The grant will enable researchers at Rush to conduct a five-year study involving the largest prospective cohort of 600 very low birth weight infants born to racially and economically diverse mothers. The study will have a representative number of African American and low income women enrolled in this study.

"Unlike other institutions with the same demographics, the mothers that give birth at Rush elect to provide breast milk because they are encouraged to think of their milk as 'medicine' for their babies," said Paula Meier, director of clinical research and lactation in the Rush neonatal intensive care unit (NICU) and principal investigator of the study.

More than 95 percent of very low birth weight infants in Rush's NICU receive their mothers' breast milk and will be enrolled into the study.

The trial will examine the relationship between the amount, the duration, and the timing of human milk feedings and improved health outcomes for very low birth weight babies hospitalized in the NICU.

Past research indicates that human milk protects very low birth weight infants from prematurity-specific complications that predispose these infants to short-and long-term health problems and increase cost of health care.

"However, no one has conclusively linked the amount and length of time these infants need to be fed human milk in order to lower their health risks and tie it back to cost of care," said Meier.

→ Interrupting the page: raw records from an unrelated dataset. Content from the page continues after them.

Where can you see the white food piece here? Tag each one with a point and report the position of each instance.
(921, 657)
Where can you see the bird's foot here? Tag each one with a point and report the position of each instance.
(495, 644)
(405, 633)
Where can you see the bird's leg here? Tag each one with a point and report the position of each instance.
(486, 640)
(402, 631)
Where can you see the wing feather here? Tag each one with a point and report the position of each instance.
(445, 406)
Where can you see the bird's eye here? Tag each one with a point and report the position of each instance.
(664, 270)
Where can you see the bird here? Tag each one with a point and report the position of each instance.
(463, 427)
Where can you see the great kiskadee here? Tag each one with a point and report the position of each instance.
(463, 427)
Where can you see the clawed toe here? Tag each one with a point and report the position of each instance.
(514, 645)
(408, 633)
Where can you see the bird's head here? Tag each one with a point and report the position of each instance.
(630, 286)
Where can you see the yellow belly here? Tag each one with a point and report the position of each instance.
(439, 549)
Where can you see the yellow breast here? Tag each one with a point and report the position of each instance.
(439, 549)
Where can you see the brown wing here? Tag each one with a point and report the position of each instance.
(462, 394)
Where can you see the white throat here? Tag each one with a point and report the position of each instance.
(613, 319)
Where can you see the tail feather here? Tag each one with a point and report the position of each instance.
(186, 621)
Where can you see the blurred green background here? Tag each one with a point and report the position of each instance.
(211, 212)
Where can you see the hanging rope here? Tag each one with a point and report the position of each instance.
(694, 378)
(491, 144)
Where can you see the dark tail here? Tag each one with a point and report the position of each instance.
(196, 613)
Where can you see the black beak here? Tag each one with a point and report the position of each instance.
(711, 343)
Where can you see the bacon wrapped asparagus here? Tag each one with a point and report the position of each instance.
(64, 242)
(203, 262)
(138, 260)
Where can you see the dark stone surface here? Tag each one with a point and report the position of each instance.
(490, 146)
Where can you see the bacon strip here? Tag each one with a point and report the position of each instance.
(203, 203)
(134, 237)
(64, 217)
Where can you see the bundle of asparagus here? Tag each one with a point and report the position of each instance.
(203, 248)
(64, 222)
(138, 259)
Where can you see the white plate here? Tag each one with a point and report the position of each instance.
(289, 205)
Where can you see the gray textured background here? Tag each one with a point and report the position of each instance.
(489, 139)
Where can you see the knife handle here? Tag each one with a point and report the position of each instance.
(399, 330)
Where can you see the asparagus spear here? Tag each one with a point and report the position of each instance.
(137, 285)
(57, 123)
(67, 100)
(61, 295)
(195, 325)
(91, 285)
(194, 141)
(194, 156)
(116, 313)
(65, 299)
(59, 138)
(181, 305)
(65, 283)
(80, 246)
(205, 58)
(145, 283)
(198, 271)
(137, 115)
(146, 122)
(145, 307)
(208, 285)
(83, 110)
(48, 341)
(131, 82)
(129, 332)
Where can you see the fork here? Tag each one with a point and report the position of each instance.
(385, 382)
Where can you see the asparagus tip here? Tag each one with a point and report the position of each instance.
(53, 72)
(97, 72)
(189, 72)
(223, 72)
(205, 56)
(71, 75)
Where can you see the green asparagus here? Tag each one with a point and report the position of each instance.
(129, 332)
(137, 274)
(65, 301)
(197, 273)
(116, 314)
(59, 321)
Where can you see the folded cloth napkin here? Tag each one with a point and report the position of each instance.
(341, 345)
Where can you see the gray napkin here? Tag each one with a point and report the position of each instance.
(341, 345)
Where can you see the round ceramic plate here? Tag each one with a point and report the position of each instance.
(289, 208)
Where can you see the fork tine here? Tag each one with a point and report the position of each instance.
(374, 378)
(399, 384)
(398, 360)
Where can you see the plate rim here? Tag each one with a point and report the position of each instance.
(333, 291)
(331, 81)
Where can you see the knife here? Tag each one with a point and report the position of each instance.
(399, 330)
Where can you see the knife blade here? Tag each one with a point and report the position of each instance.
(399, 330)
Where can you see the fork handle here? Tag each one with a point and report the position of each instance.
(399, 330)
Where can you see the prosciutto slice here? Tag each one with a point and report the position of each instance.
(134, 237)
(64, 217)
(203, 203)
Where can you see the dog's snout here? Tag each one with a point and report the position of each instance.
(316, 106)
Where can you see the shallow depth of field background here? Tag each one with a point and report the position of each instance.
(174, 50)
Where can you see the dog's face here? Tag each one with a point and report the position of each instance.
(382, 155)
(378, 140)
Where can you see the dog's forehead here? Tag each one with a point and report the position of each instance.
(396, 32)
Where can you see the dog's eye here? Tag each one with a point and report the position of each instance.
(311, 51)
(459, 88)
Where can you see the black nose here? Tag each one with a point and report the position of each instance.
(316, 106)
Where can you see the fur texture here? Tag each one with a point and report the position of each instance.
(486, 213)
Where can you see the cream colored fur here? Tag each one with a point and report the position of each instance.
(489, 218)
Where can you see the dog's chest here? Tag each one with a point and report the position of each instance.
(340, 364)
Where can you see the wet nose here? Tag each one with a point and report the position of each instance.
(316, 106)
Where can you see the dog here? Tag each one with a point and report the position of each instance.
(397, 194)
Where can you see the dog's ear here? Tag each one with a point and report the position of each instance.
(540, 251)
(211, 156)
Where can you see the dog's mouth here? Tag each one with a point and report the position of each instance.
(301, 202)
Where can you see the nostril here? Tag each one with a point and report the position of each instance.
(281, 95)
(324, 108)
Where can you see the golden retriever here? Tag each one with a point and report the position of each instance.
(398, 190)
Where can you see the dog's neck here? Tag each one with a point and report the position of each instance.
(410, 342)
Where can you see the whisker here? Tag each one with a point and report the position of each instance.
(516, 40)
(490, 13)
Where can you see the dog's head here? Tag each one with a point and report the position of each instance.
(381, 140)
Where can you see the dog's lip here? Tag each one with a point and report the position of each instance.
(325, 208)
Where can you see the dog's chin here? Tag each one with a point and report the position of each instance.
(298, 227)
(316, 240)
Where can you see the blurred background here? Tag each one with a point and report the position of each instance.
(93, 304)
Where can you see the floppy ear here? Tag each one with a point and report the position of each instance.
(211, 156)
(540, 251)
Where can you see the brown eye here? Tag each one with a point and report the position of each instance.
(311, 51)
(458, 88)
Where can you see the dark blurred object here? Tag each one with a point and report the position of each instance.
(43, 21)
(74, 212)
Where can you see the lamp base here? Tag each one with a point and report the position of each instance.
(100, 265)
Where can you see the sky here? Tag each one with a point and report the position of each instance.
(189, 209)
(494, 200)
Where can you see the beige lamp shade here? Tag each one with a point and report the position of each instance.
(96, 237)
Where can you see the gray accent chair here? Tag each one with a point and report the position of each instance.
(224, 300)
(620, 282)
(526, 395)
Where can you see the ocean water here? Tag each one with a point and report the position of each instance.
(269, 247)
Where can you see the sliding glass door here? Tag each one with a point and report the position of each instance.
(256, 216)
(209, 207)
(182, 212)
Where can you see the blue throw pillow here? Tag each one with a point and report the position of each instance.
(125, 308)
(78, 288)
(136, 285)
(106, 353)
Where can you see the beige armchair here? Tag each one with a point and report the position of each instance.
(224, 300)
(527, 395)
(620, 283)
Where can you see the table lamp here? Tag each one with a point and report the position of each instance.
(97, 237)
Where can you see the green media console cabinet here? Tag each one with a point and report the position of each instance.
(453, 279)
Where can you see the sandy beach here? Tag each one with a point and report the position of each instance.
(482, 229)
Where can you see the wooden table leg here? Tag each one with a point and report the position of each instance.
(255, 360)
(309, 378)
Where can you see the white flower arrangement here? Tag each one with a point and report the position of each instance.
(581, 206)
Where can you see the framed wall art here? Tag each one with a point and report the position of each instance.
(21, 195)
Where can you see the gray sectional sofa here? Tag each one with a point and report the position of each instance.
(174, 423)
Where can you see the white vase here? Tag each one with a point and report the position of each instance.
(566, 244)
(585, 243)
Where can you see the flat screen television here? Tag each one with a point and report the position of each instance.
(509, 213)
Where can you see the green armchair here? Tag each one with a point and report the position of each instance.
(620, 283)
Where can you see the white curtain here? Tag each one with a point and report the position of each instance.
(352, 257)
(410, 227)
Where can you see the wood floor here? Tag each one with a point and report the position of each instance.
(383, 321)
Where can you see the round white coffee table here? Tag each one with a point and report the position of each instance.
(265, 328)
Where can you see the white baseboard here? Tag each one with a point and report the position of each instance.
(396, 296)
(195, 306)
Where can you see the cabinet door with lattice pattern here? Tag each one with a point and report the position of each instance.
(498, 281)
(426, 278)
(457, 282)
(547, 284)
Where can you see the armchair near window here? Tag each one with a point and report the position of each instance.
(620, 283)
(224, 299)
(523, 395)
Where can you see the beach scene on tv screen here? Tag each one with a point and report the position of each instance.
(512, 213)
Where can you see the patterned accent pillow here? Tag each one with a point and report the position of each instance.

"For this patient population, human milk is much more important for its therapeutic and medicinal properties rather than nutrition," said Meier. "While these infants are in the NICU, we have a critical window to decrease morbidity rates and risks of severe complications."

The study will follow very low birth weight infants in the Rush NICU to see what effect higher doses of human breast milk and longer periods of exposure during critical periods of hospitalization have on length of stay, infant growth, as well as lowering total NICU costs.

Infants enrolled in the study will receive different amounts of human breast milk during their NICU stay. Data on the variables of dose and exposure period of human breast milk feeding will be collected throughout the infant's entire NICU stay. Researchers also will collect data on short-term costs of providing breast milk such as breast pump rental, total number of storage containers needed and access to lactation experts.

"The findings from this study will be easily translated into health policy that we hope will help shape protocol standards for NICUs and providing care for this vulnerable patient population," said Meier.